Pensó, por ejemplo, en darle al individuo, no la bolsa de basura, sino
una limosna. Sin embargo el análisis de esta posibilidad le reveló que
esto no habría
de librarlo del dilema de qué hacer con la bolsa. Sea cual fuere la
magnitud de la limosna, era evidente que nunca bastaría para consolidar
en el otro
una posición económica suficientemente holgada como para abandonar el
hábito de hurgar en los tachos de basura. Entonces el individuo
aceptaría quizá la
limosna, pero metería inmediatamente después las manos en la bolsa. En
cuanto a decirle "tome, le doy esto con la condición de que no revise la
bolsa",
no parecía esto contener mayor cantidad de urbanidad que dejar la bolsa
ahí nomás y retirarse del lugar sin decir ni siquiera "bolsa va".

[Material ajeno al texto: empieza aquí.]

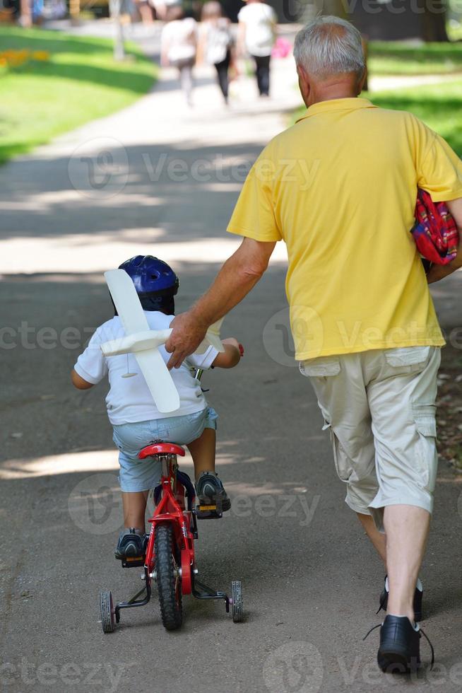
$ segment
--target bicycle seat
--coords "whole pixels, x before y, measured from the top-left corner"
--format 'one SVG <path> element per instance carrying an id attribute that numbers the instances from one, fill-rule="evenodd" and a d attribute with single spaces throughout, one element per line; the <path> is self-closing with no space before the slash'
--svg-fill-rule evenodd
<path id="1" fill-rule="evenodd" d="M 184 457 L 184 448 L 174 443 L 153 443 L 141 450 L 138 457 L 140 460 L 144 460 L 154 455 L 180 455 Z"/>

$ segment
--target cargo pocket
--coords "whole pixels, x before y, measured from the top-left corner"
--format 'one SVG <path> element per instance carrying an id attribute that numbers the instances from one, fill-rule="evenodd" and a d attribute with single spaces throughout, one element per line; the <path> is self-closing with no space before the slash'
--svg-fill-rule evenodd
<path id="1" fill-rule="evenodd" d="M 331 427 L 331 438 L 333 448 L 333 462 L 336 465 L 337 475 L 341 482 L 346 484 L 353 472 L 351 460 L 343 449 L 342 443 L 333 432 L 332 427 Z"/>
<path id="2" fill-rule="evenodd" d="M 302 375 L 307 378 L 328 378 L 338 375 L 341 366 L 338 356 L 321 356 L 320 359 L 301 361 L 299 368 Z"/>
<path id="3" fill-rule="evenodd" d="M 329 436 L 331 436 L 331 443 L 332 443 L 333 451 L 333 463 L 336 465 L 337 476 L 341 482 L 346 484 L 353 472 L 351 460 L 343 449 L 342 443 L 334 433 L 332 425 L 328 420 L 328 417 L 326 416 L 326 412 L 324 407 L 321 407 L 321 409 L 322 411 L 322 415 L 324 417 L 324 425 L 322 427 L 322 430 L 328 431 Z"/>
<path id="4" fill-rule="evenodd" d="M 385 360 L 396 375 L 420 373 L 423 371 L 430 355 L 430 346 L 398 346 L 384 351 Z"/>
<path id="5" fill-rule="evenodd" d="M 432 491 L 437 473 L 437 407 L 435 404 L 414 404 L 413 415 L 419 440 L 417 446 L 418 472 L 422 488 Z"/>

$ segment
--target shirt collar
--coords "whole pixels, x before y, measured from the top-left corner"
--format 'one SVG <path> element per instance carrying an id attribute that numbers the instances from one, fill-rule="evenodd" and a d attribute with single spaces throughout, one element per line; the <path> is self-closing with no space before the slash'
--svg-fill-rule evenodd
<path id="1" fill-rule="evenodd" d="M 331 111 L 352 111 L 358 108 L 377 108 L 373 103 L 368 99 L 357 98 L 352 97 L 342 99 L 329 99 L 328 101 L 319 101 L 314 103 L 307 109 L 304 115 L 299 118 L 296 122 L 309 118 L 312 115 L 317 115 L 318 113 L 329 113 Z"/>

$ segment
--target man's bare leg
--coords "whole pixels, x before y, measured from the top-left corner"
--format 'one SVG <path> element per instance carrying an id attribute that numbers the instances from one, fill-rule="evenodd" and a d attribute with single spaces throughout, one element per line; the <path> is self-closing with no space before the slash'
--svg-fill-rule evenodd
<path id="1" fill-rule="evenodd" d="M 186 446 L 194 462 L 196 480 L 202 472 L 215 472 L 215 438 L 214 429 L 204 429 L 199 438 Z"/>
<path id="2" fill-rule="evenodd" d="M 372 541 L 374 547 L 380 556 L 381 559 L 386 568 L 386 536 L 375 526 L 375 523 L 370 515 L 364 515 L 362 513 L 356 513 L 360 522 L 362 525 L 366 534 Z"/>
<path id="3" fill-rule="evenodd" d="M 384 525 L 390 589 L 387 612 L 407 616 L 413 623 L 414 591 L 425 552 L 430 515 L 415 506 L 387 506 Z"/>

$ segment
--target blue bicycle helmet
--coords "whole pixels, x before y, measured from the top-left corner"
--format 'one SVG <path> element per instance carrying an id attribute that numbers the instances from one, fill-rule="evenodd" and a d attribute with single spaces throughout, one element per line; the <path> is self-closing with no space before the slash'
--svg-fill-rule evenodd
<path id="1" fill-rule="evenodd" d="M 178 277 L 167 262 L 153 255 L 136 255 L 119 266 L 131 278 L 145 310 L 173 315 L 173 297 L 178 293 Z"/>

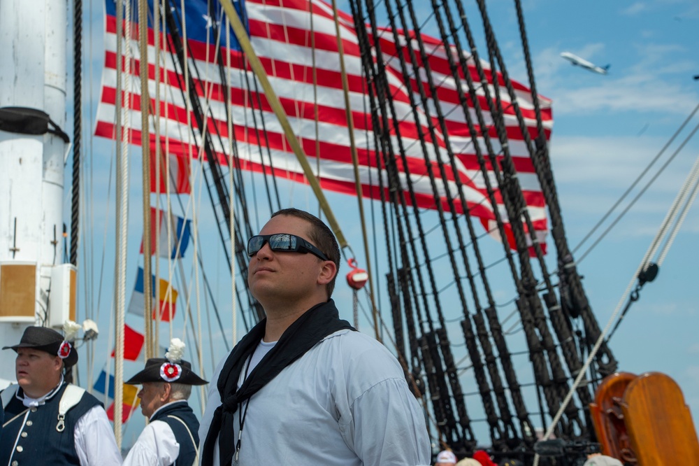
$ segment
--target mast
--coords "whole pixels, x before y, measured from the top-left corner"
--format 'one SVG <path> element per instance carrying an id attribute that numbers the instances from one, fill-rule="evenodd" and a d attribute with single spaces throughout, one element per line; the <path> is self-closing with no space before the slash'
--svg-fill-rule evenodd
<path id="1" fill-rule="evenodd" d="M 75 319 L 77 268 L 64 263 L 66 0 L 0 3 L 0 341 Z M 27 26 L 31 24 L 31 27 Z M 14 379 L 15 354 L 0 352 Z M 0 379 L 0 388 L 10 380 Z"/>

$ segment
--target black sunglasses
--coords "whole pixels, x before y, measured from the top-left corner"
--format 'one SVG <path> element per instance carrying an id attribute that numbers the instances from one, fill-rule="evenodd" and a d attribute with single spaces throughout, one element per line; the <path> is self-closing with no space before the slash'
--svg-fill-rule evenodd
<path id="1" fill-rule="evenodd" d="M 254 256 L 262 248 L 265 243 L 269 243 L 269 248 L 275 252 L 282 253 L 310 253 L 323 260 L 330 260 L 322 250 L 303 239 L 301 236 L 289 233 L 275 233 L 274 234 L 258 234 L 247 241 L 247 255 Z"/>

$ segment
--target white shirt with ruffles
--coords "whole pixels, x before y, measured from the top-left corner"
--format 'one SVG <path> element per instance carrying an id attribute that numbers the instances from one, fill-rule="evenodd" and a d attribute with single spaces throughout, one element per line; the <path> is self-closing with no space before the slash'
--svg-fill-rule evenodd
<path id="1" fill-rule="evenodd" d="M 158 408 L 151 415 L 155 414 L 173 403 L 186 403 L 184 400 L 171 402 Z M 175 432 L 167 423 L 154 421 L 140 432 L 138 439 L 129 451 L 124 460 L 124 466 L 169 466 L 175 463 L 180 455 L 180 444 L 175 438 Z"/>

Rodríguez empezó a retroceder. Mientras lo hacía siguió examinando otras
posibles maneras de deshacerse de la bolsa sin entrar en actitudes que
hirieran
sus principios.
Consideró el no dejar la bolsa en el tacho, sino sólo su contenido,
vaciándolo en las manos del individuo. También consideró el dejar la
bolas cerrada
y decirle "mire, le dejo esto, y sé que lo va a abrir; no me gusta la
idea pero sé que es lo único que usté puede hacer para vivir; yo
quisiera ayudarlo,
pero no puedo por razones salariales, etc.". Luego pensó en vaciar la
bolsa en el tacho del edificio vecino, pero volver luego y tirar la
bolsa vacía en
el otro tacho, mostrando su necesidad de evitar entregarle basura al
otro, pero mostrando al mismo tiempo también que no era su intención
hacerle un desaire
ni fingir que no lo había visto ni que lo había visto pero que no quería
roces con él.
Ninguna de estas opciones satisfizo a Rodríguez. Siguió retorciendo
hasta entrar de nuevo en el edificio. Subió las escaleras también
retrocediendo, y
sacando la llave de su apartamento consiguió, luego de unos minutos de
esfuerzo, abrir la cerradura permaneciendo él de espaldas a la puerta.
Así entró
al apartamento, y siguió retrocediendo hasta que se topó con la ventana,
que estaba abierta. Supo detenerse en ese momento, y permaneció allí
quieto como
un muñeco a cuerda detenido en su marcha por algún obstáculo, siempre de
espaldas a la ventana, con la bolsa de basura en la mano. Y así pasó un
rato,
hasta que de pronto Rodríguez oyó que desde abajo el tipo le gritaba
"che, loco, aunque sea tirámela por la ventana".